Figure 6. Ecological roles of microbial metabolic exchange

Microbial metabolic exchange has important roles in ecology and the survival of higher organisms. (a) Symbiotic bacteria of the brine shrimp produce the antifungal compound istatin, thereby protecting shrimp embryos from pathogenic fungi. (b)Actinomyces spp. symbionts of leaf-cutting ants produce metabolites that protect the fungus farmed by the ants from a pathogenic fungus.
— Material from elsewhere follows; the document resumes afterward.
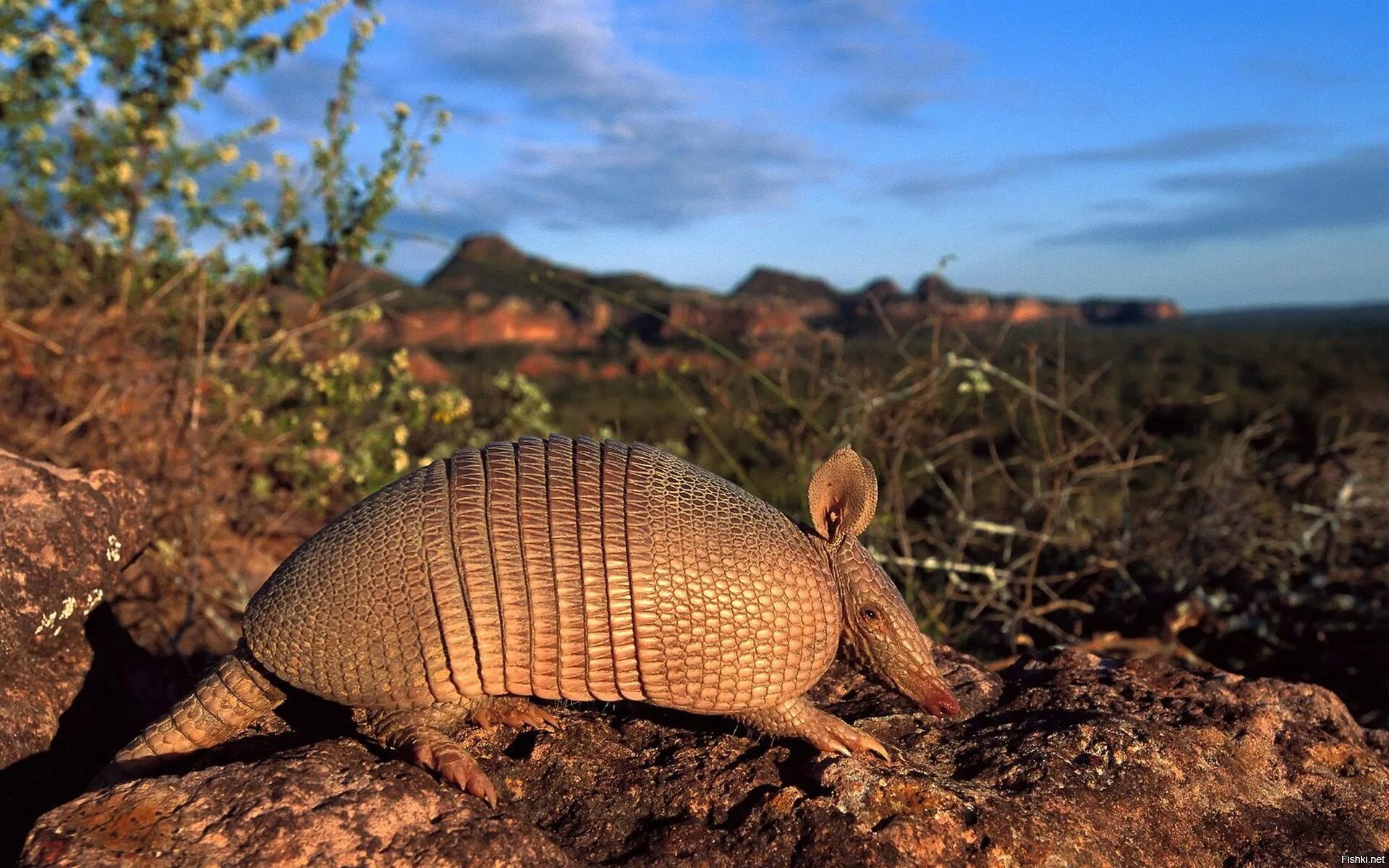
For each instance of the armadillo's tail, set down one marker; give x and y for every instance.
(229, 697)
Figure 7. MALDI-IMS links chemistry to bacterial phenotypes

MALDI-IMS can be used to visualize the spatial distribution of metabolic exchange factors and to aid in their identification. To prepare the sample for MALDI-IMS, microbial colonies are cultured on an agar plate, excised, transferred to a MALDI target surface, covered with matrix, dried and subjected to rastering MALDI-MS. A MALDI-MS image is generated by directing a laser at different x,y positions of a sample in a predefined manner, creating a two-dimensional molecular profile of the molecules that are present in the top layer of the sample. Any ion observed in these spectra can be spatially visualized with a false-color that reflects the intensity of the MS signal.